A Secretaria da Assistência Social, Trabalho e Direitos Humanos (Sasc) deu início ao seminário estadual destinado à avaliação e revisão do Plano Nacional de Atendimento Socioeducativo (SINASE). O evento, que começou nesta terça-feira (13) e seguirá até amanhã (14), busca construir e revisar o plano de forma participativa, incorporando as contribuições de agentes socioeducativos, instituições e organizações da sociedade civil de todos os estados brasileiros.
Sônia Terra, superintendente dos Direitos Humanos da Sasc, destacou que esse é um momento importante, pois a avaliação e revisão do plano decenal de atendimento socioeducativo ocorre nos 26 estados e no Distrito Federal. "Anteriormente, foram realizadas pesquisas, escutas e colhidas as opiniões dos adolescentes sobre a situação dos nossos centros educacionais.

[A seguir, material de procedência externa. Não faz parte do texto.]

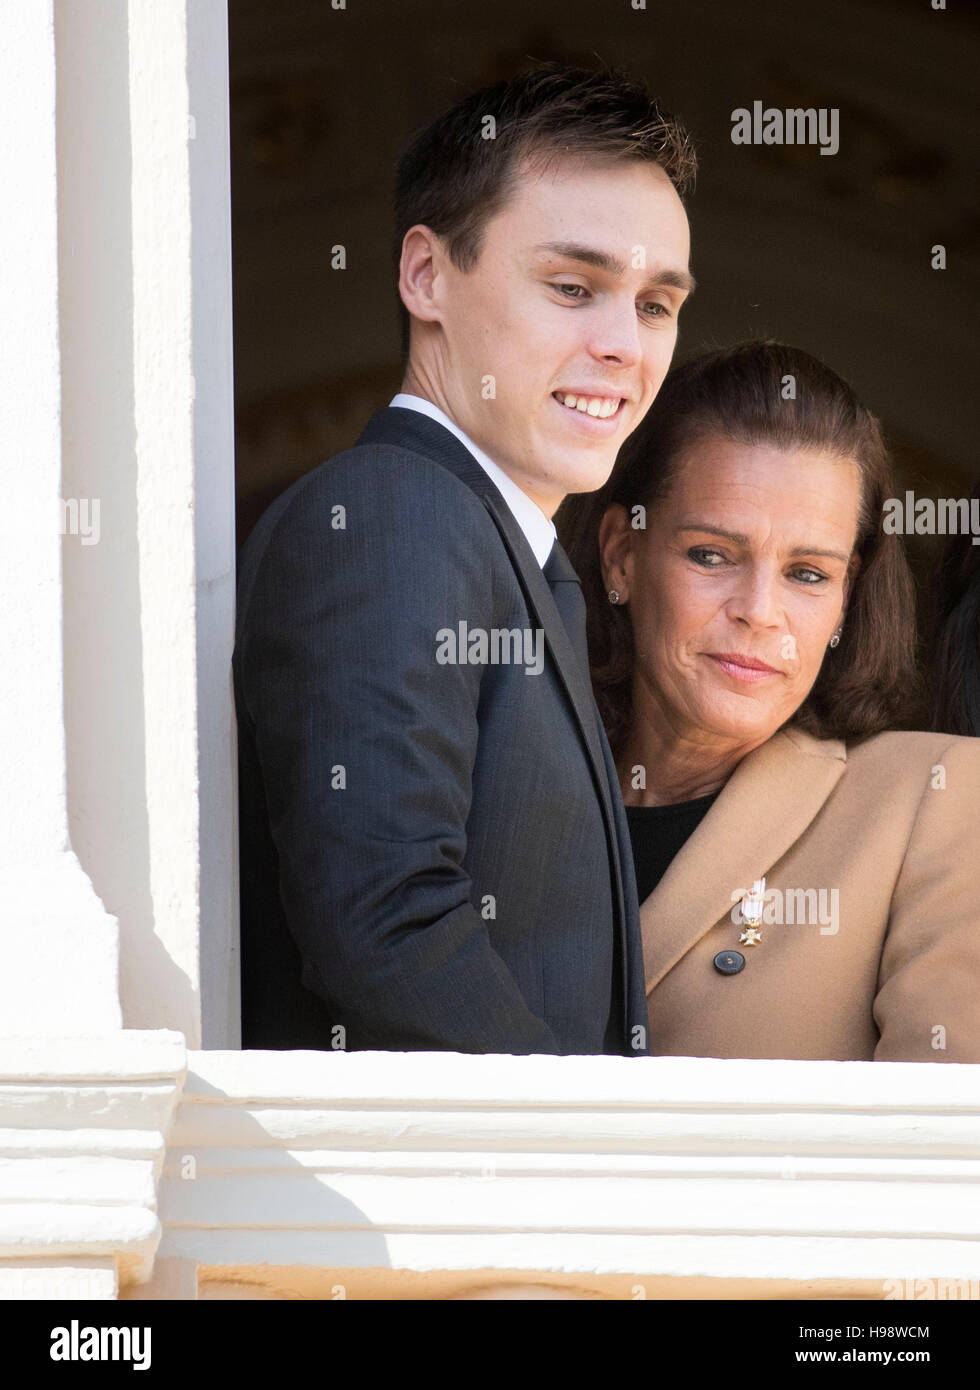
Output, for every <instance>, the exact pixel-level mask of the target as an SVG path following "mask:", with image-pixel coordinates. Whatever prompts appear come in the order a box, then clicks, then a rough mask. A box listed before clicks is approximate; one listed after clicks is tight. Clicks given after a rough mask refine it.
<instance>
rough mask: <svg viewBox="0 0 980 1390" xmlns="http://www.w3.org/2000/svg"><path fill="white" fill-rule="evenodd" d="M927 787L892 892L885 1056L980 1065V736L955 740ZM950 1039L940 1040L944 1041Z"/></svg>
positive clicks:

Hoje, neste seminário, reunimos toda essa pesquisa, ouvindo técnicos, profissionais, agentes socioeducativos e sociedade civil, para contribuir com o plano que está sendo construído em todo o país", comentou.

O processo, conduzido em parceria com a Universidade Federal Rural de Pernambuco (UFRPE) e o Ministério dos Direitos Humanos e Cidadania (MDHC), envolve encontros regionais, estaduais e nacionais com caráter propositivo e deliberativo. O financiamento é do Conselho Nacional dos Direitos da Criança e do Adolescente (CONANDA).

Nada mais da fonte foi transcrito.